AJ was convinced that the best decision he’d ever made was to walk away from this family two months ago. He’d had moments in the ensuing weeks as he and Courtney had struggled to pay bills on her tips until he’d completed training as a forklift operator and started working at the waterfront.

It was backbreaking work and he often fell into his bed at night, exhausted from the manual labor. But he knew he was making it on his own, and he hadn’t had the urge to drink in in weeks.

He had one now as he stood in the estate’s family room, just steps from the mini bar. His mother was at work, but his father and grandfather were debating the merits of one family law attorney over another. Alan wanted to stay local, while Edward wanted to bring in the best in the state. If not the world.

“They haven’t even declared her dead yet,” AJ muttered as he sat in the sofa and put his head in his hands. “Jesus, Grandmother.”

“I’ll talk to your grandfather, my love, but you know how he can be,” Lila Quartermaine said in her soft, gentle voice. “I agree with you.”

“How can you?” he demanded. “They haven’t even asked me what I think yet.”

“Because I know your heart, AJ.” Lila reached for his hand and squeezed it once he placed it in her palm. Her grasp was not as strong as it had once been, but the comfort was there. Here was a woman who, even at the depths of her disappointment in him, believed he could do better.

“If she is dead—” And there was a surprising swell of grief for the thought that his nemesis and one-time friend had departed this world. “If she is dead,” AJ began again, “I can only imagine what Bobbie’s going through. I can’t—how can we tell her now that she might have lost a second daughter, we want to take her grandson?”

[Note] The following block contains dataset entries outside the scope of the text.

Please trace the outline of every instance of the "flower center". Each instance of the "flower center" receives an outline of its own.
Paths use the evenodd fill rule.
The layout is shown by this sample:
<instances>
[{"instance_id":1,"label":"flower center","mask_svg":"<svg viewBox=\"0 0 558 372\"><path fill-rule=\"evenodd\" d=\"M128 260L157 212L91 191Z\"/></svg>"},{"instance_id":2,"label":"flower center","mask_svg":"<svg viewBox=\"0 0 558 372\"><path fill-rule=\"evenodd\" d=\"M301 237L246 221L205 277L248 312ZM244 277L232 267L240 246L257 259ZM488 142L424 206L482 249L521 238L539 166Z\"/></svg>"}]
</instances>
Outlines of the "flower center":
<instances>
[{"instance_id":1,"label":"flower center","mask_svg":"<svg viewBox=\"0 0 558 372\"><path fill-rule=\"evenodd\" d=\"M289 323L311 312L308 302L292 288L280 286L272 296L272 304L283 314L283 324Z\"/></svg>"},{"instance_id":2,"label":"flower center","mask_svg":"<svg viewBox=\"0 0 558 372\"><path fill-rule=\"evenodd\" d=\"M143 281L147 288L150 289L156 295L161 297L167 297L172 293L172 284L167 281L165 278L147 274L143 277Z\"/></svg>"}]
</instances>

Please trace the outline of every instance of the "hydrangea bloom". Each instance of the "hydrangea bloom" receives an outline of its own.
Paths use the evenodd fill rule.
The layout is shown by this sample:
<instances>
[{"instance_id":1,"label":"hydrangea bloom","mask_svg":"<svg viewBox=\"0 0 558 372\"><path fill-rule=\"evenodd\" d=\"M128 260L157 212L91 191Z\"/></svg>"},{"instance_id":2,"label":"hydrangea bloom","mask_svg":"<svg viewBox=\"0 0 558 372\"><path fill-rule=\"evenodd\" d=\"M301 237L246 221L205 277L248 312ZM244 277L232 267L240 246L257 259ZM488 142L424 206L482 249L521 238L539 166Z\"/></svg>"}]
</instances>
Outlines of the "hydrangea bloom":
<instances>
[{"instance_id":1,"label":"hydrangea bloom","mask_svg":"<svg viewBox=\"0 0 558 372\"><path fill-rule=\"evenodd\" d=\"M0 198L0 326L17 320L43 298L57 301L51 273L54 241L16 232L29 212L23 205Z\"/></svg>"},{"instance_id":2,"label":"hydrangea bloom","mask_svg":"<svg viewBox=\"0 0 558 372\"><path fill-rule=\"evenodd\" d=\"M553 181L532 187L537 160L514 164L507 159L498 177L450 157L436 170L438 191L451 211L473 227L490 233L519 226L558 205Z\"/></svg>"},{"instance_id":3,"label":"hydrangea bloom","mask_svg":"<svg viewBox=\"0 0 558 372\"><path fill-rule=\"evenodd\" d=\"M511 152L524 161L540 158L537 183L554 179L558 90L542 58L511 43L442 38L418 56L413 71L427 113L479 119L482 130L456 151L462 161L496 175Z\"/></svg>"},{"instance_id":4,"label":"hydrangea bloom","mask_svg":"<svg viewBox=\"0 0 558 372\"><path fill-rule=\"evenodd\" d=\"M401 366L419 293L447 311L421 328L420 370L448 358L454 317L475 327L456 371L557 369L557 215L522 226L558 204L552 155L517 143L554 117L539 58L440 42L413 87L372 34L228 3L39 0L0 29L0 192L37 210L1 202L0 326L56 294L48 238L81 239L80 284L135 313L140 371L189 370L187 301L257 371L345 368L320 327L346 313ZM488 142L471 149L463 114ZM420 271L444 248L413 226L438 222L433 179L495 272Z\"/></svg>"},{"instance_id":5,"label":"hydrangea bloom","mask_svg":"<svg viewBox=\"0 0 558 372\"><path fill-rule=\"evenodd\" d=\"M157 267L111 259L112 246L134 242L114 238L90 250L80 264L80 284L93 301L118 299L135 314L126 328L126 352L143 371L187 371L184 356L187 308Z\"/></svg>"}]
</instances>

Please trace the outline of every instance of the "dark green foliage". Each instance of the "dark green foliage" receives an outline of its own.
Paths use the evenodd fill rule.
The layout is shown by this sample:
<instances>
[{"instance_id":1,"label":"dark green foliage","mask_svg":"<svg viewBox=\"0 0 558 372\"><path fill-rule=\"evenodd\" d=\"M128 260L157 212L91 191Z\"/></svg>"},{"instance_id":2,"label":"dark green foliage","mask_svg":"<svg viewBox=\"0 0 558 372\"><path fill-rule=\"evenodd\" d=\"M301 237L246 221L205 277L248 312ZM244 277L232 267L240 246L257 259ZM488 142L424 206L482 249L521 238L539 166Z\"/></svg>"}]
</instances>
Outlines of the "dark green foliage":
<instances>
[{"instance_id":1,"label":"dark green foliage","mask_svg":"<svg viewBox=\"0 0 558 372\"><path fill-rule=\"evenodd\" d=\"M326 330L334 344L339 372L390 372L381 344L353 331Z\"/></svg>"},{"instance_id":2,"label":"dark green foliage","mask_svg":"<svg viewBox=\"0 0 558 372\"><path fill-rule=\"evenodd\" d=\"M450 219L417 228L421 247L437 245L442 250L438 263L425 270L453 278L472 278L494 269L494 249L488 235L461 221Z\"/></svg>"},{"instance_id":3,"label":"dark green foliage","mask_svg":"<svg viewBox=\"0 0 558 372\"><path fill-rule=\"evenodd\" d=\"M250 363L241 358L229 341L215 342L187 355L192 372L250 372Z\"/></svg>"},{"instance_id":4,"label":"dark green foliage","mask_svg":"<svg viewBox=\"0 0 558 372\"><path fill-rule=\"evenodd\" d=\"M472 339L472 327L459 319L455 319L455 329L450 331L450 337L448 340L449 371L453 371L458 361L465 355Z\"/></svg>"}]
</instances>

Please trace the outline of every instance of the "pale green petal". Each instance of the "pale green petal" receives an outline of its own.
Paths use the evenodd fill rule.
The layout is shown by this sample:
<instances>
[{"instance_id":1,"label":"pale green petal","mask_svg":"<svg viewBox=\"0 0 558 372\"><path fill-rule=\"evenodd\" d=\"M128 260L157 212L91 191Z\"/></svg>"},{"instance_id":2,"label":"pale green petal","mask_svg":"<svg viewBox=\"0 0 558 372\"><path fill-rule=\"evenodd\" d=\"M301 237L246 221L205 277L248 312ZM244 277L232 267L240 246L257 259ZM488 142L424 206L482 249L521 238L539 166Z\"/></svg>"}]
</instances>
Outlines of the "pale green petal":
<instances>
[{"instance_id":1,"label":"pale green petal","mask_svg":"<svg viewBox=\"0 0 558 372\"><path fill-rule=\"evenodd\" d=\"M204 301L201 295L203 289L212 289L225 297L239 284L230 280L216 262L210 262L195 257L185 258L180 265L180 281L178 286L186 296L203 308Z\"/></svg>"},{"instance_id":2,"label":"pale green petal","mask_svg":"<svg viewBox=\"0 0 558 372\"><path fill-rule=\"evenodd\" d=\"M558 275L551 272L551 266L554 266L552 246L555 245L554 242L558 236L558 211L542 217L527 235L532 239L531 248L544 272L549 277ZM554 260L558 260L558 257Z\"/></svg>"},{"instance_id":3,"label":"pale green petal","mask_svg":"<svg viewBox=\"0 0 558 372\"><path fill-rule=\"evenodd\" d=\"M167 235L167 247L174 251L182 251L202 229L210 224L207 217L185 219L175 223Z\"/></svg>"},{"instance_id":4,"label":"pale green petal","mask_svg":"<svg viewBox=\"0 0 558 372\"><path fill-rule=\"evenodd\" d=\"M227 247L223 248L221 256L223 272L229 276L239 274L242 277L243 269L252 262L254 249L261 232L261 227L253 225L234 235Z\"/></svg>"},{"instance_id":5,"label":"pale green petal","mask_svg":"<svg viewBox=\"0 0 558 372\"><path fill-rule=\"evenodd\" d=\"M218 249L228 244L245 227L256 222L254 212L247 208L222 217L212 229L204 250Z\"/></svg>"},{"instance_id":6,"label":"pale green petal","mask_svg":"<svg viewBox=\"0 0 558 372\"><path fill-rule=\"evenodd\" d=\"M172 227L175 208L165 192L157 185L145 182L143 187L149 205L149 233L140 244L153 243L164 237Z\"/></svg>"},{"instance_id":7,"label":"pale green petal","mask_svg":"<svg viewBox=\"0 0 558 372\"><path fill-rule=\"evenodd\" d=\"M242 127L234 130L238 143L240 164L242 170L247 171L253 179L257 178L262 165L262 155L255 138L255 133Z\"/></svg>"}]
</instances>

“They’re not considering Bobbie. They only see a chance to have Michael in their lives—”

“To shape him, to make him into the kind of Quartermaine they think he should be,” AJ muttered, the resentment all but swallowing him whole. “Their chance at a new generation.”

“I suppose that is one way to consider it.” Lila said. “But I think they’re attempting to get ahead of the situation.”

“Because Jason will be coming home,” AJ said, leaning back. “Sonny never adopted Michael, and I would bet anything Carly left Jason guardianship. It’s not Bobbie we’ll have to deal with. Carly would never leave this up to her. She’s too close to the family.”

“And if they can file a suit before Jason arrives, they hope to fast-track and present a fait accompli.” Lila focused her soft blue eyes on her grandson. “But you would prefer to wait. To give Michael time to adjust. To allow Bobbie space to grieve.” She smiled at him, pride shining in her gaze. “And that’s exactly what we’ll do. You leave it to me.”

Mumbai, India

Hotel: Jason’s Room

It was two days after the accident by the time Sonny’s myriad of phone calls finally tracked Jason to a hotel in Mumbai, India, where he’d been spending the last few weeks.

Jason had taken in the news—including the fact that there had been no update and Carly was all but declared dead—and promised to be home as soon as possible.

Neither of them had spoken of the complications created by Carly’s death or his return—that custody of Michael would be a pitched battle, that Sonny would have to create space for Jason to come back to his job—because his rivals would assume Jason would be back at Sonny’s side whether he was or not.

They spoke of none of these things—only that Jason would catch the next flight out of India. He threw his things into a duffel bag, checked out, and headed home.